Kuntoro Boga Andri
Kepala Pusat Standar Instrumen Perkebunan Kementerian Pertanian
INDONESIA dengan keanekaragaman hayati tanaman rempah-rempah berpeluang besar mengembalikan kejayaan komoditas unggulan di masa lalu. Rempah Nusantara mempunyai sejarah panjang yang mencerminkan kekayaan, kejayaan dan perjalanan bangsa di masa lalu. Rempah-rempah kini semakin diminati dan diminati pasar global untuk bahan-bahan alami dalam industri kuliner, kesehatan, dan pigmen.
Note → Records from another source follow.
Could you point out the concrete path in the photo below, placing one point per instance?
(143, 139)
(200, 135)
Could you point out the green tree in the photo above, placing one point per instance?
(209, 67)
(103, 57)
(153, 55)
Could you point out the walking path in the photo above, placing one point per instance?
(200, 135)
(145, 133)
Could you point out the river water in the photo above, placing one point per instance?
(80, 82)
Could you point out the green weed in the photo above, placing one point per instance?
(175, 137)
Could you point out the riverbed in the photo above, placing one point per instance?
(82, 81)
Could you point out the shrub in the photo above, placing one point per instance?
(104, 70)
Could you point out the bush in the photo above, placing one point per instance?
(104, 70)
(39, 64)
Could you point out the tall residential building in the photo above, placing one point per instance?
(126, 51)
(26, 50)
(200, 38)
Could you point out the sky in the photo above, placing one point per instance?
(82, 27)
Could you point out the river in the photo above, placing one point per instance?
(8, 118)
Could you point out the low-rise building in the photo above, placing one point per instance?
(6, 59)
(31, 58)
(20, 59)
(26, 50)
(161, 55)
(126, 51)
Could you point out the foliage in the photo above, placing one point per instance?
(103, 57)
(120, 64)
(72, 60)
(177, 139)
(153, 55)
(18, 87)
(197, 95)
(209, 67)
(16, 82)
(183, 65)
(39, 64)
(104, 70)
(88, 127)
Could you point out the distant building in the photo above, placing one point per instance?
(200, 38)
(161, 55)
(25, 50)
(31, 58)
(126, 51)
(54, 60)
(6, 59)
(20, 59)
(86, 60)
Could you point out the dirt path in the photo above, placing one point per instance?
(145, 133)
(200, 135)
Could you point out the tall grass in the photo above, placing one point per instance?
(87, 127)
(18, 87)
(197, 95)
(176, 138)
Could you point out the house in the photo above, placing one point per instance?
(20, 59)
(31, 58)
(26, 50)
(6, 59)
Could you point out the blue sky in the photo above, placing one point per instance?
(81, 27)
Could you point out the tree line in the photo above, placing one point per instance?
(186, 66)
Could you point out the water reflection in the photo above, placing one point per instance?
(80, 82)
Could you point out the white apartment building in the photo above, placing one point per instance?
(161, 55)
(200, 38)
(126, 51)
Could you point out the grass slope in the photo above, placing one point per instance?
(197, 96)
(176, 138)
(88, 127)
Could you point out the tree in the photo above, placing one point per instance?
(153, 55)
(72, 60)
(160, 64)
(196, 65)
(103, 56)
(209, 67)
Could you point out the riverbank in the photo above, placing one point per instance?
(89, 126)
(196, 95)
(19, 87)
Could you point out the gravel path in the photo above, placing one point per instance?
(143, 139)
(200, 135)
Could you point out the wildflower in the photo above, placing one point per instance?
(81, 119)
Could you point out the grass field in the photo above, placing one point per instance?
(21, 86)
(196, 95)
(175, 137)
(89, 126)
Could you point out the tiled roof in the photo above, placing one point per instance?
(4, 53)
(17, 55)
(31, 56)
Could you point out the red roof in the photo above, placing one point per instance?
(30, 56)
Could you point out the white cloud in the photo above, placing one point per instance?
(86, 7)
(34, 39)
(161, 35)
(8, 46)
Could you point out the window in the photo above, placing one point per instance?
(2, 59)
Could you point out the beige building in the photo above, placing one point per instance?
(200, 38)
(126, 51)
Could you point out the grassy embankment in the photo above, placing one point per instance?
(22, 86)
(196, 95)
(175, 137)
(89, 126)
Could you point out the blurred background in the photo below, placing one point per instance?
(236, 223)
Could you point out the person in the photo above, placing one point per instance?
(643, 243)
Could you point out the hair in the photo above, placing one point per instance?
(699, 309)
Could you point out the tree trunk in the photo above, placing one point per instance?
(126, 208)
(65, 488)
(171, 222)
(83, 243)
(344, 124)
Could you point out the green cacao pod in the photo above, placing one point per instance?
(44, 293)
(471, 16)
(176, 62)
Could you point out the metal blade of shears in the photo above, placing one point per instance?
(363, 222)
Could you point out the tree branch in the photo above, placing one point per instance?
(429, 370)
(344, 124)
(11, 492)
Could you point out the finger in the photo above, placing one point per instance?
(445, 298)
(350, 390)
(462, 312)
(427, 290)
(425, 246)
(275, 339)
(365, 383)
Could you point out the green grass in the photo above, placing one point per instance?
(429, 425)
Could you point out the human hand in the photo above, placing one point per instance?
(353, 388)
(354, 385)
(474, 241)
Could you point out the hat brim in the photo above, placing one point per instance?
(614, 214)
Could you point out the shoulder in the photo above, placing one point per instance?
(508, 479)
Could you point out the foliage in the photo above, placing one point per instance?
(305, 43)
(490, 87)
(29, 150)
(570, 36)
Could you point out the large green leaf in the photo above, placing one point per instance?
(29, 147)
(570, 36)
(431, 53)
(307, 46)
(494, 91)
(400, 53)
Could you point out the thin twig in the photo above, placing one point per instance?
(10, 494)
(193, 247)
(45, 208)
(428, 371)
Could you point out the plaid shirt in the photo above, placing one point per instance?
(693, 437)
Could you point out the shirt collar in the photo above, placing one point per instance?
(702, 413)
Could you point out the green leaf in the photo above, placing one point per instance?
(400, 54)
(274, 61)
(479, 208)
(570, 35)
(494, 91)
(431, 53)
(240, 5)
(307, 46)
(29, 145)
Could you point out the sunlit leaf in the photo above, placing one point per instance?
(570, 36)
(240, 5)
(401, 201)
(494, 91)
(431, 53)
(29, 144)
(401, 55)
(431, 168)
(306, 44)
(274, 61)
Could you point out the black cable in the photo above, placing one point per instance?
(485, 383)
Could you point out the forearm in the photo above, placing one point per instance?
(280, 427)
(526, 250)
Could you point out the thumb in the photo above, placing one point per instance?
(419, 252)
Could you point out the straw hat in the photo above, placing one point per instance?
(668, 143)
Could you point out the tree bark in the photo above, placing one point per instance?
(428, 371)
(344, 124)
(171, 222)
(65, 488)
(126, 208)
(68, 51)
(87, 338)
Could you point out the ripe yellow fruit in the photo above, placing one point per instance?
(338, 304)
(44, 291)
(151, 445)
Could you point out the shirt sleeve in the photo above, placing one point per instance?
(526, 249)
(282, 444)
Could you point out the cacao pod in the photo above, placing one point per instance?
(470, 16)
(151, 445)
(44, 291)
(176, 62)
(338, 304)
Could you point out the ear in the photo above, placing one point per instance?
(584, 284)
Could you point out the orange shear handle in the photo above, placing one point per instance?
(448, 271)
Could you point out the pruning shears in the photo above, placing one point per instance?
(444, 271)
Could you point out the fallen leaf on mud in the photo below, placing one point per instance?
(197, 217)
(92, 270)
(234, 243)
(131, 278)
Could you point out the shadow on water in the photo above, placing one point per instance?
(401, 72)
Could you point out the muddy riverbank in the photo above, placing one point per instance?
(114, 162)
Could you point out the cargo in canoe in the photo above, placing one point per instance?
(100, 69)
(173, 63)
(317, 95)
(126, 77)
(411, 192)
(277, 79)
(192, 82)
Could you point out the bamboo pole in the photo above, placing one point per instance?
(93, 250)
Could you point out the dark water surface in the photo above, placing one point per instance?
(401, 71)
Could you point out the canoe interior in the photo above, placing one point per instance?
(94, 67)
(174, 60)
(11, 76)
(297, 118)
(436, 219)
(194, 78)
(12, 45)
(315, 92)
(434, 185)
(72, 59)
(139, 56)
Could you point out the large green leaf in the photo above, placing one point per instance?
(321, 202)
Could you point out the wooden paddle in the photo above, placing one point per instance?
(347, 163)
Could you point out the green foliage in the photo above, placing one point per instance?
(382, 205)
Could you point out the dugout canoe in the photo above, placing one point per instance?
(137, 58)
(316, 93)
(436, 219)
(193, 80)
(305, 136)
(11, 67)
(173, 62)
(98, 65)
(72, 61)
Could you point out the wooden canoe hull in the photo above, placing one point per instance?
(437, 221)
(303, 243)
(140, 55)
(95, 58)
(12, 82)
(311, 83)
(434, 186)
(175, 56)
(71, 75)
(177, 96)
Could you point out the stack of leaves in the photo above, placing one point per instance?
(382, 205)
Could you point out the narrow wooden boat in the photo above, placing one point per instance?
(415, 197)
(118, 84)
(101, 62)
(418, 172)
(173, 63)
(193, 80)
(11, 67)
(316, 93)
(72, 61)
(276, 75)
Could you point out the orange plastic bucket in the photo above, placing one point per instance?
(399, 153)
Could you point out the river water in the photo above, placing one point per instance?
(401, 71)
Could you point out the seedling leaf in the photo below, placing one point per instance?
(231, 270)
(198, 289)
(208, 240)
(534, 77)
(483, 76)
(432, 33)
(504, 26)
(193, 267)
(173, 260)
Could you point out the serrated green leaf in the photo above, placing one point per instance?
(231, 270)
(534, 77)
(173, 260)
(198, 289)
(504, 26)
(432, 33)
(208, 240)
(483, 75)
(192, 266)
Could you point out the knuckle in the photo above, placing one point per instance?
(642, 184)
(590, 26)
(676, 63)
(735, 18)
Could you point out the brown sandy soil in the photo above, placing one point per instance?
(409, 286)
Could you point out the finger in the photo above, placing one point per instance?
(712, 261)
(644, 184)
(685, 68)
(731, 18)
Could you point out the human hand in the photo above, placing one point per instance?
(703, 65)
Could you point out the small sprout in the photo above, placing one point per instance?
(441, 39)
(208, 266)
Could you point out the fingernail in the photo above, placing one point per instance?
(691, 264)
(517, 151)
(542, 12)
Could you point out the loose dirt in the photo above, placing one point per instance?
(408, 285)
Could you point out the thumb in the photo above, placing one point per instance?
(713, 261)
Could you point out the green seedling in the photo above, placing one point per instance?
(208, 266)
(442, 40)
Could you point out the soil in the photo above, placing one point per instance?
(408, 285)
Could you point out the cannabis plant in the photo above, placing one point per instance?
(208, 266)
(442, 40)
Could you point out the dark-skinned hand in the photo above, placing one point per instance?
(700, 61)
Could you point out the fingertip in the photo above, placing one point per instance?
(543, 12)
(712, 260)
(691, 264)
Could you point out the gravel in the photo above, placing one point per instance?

Optimalisasi potensi tersebut dapat dilakukan melalui berbagai cara, antara lain peningkatan rantai pasok, peningkatan kualitas dan standarisasi produk, serta penambahan nilai melalui pengolahan lebih lanjut. Selain itu, promosi internasional yang menonjolkan kisah dan warisan budaya rempah-rempah Indonesia juga dapat meningkatkan daya tariknya di pasar global.
Pada level tersebut, Indonesia mempunyai potensi besar untuk menjadikan rempah-rempah menjadi salah satu komoditas utama yang tidak hanya meningkatkan perekonomian nasional, tetapi juga mempopulerkan kekayaan budaya lokal hingga dunia.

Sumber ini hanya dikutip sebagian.